9. La société Bellure NV (ci-après «Bellure»), société de droit belge, a entrepris, respectivement en 1996 et en 2001, la commercialisation sur les marchés européens de parfums des gammes Creation Lamis et Dorall, fabriquées pour son compte et suivant un design voulu par elle, dans un pays tiers. La société Starion International Ltd (ci-après «Starion») a acquis ces parfums auprès de la société Bellure, pour les distribuer à des grossistes ou au réseau hard discount au Royaume-Uni. La société Starion distribuait dans cet État membre également des parfums de la gamme Stitch. La société Malaika Investments Ltd, agissant sous la dénomination commerciale Honeypot Cosmetics & Perfumery Sales (ci-après «Malaika»), vendait en gros au Royaume-Uni les parfums de la gamme Creation Lamis, qui lui étaient fournis par Starion. Les parfums des trois gammes précitées imitaient l’odeur de parfums à succès et étaient vendus au détail à un prix extrêmement bas (moins de 4 GBP).

10. Dans le cadre de la commercialisation au Royaume-Uni de ces parfums, Starion et Malaika utilisaient, en les transmettant à leurs revendeurs, des listes comparatives établissant une correspondance, par similitude d’odeur, entre chacun de ces parfums et un parfum de luxe identifié par référence à la marque verbale du parfum (ci-après: les «listes comparatives»). Sur ces listes figuraient les marques verbales Trésor, Miracle, Anaïs-Anaïs et Noa Noa de L’Oréal.

11. En outre, quatre parfums de la gamme Creation Lamis et un parfum de la gamme Dorall étaient vendus en flacons et en emballages présentant une ressemblance générale avec les flacons et les emballages des parfums Trésor, Miracle, Anaïs-Anaïs ou Noa, même s’il est constant que ladite ressemblance n’était pas de nature à tromper les revendeurs ou les consommateurs quant à l’origine du produit.

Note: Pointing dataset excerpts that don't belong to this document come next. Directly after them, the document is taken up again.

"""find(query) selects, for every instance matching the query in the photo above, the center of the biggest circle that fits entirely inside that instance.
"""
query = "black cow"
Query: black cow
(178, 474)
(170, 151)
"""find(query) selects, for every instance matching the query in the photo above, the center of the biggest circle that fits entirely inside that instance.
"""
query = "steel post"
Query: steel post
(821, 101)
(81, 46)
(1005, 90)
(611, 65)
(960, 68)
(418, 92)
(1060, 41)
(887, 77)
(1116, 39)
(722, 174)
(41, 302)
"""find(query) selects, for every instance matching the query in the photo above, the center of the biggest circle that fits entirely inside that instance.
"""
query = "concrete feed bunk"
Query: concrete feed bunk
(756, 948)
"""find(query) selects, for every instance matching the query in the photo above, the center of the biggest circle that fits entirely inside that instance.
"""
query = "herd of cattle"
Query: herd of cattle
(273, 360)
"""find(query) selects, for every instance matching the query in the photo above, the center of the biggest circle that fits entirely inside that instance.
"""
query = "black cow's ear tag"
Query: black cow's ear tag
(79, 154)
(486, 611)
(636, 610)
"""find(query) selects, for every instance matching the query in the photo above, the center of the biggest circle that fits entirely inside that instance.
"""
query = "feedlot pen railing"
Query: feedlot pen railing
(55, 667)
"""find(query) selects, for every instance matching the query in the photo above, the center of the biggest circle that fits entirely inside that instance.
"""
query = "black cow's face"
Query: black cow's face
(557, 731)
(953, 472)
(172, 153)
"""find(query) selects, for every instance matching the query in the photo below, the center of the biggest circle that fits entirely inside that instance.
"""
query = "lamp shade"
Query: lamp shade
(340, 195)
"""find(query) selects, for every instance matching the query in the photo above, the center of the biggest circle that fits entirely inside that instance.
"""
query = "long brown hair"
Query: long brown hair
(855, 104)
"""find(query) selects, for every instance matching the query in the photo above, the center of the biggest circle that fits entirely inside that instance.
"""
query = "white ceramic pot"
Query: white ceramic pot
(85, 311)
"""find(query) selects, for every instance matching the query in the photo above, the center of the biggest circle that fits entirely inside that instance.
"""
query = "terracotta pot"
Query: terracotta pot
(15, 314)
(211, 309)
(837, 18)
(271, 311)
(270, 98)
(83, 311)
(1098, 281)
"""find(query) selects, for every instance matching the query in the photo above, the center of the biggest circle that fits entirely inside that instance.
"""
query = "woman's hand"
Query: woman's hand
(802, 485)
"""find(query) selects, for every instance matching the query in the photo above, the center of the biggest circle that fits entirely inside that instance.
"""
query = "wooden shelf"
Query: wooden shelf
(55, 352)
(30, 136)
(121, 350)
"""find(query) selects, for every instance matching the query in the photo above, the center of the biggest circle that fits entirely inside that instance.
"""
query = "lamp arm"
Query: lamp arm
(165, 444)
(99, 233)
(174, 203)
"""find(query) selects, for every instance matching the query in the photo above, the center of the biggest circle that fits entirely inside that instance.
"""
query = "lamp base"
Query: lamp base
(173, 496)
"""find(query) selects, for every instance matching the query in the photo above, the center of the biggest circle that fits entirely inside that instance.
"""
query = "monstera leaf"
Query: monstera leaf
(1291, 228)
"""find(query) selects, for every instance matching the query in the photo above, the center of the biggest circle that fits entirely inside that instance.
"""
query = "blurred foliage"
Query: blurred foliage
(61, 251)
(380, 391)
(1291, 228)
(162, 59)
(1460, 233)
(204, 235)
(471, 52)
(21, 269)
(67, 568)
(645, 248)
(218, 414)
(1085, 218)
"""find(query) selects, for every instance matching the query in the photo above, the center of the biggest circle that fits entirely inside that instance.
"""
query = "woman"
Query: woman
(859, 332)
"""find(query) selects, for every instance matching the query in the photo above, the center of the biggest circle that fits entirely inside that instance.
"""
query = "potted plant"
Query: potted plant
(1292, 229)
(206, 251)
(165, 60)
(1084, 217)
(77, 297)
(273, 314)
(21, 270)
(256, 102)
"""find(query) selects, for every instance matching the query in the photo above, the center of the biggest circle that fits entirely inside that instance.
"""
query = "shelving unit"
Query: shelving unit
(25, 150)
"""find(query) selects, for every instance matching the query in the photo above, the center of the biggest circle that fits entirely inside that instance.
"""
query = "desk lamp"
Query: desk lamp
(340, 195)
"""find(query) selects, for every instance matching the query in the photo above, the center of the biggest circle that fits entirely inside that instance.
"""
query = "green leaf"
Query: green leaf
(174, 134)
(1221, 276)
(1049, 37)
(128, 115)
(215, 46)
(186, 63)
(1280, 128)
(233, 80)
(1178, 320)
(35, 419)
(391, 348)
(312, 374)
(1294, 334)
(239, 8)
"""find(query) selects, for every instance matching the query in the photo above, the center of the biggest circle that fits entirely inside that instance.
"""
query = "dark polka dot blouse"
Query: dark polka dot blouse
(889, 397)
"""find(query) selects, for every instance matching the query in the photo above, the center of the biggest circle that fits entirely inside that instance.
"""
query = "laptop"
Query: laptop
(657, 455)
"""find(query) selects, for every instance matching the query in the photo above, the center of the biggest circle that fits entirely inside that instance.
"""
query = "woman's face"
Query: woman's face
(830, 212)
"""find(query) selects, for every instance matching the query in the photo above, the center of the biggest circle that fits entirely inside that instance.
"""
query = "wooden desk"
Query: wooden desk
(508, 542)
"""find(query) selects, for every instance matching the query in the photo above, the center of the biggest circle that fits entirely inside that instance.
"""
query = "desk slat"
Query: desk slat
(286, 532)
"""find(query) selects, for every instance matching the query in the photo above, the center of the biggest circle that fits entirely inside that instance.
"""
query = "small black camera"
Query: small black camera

12. L’Oréal a introduit devant la High Court of Justice (England & Wales) (Civil Division) (Royaume-Uni) une action en contrefaçon de marques à l’encontre, notamment, de Bellure, de Starion et de Malaika. D’une part, elle a fait valoir que l’utilisation des listes comparatives, par Starion et Malaika, constituait une violation des droits qu’elle tire de ses marques verbales Trésor, Miracle, Anaïs-Anaïs et Noa Noa, ainsi que des marques verbale et figurative Noa, contraire à l’article 10, paragraphe 1, de la loi anglaise sur les marques (Trade Mark Act 1994, (ci-après le «TMA»), qui constitue la transposition en droit interne de l’article 5, paragraphe 1, sous a), de la directive 89/104. D’autre part, elle a soutenu que l’imitation des noms, des flacons et des emballages de ses parfums Trésor, Miracle, Anaïs-Anaïs et Noa, et la vente de parfums dans...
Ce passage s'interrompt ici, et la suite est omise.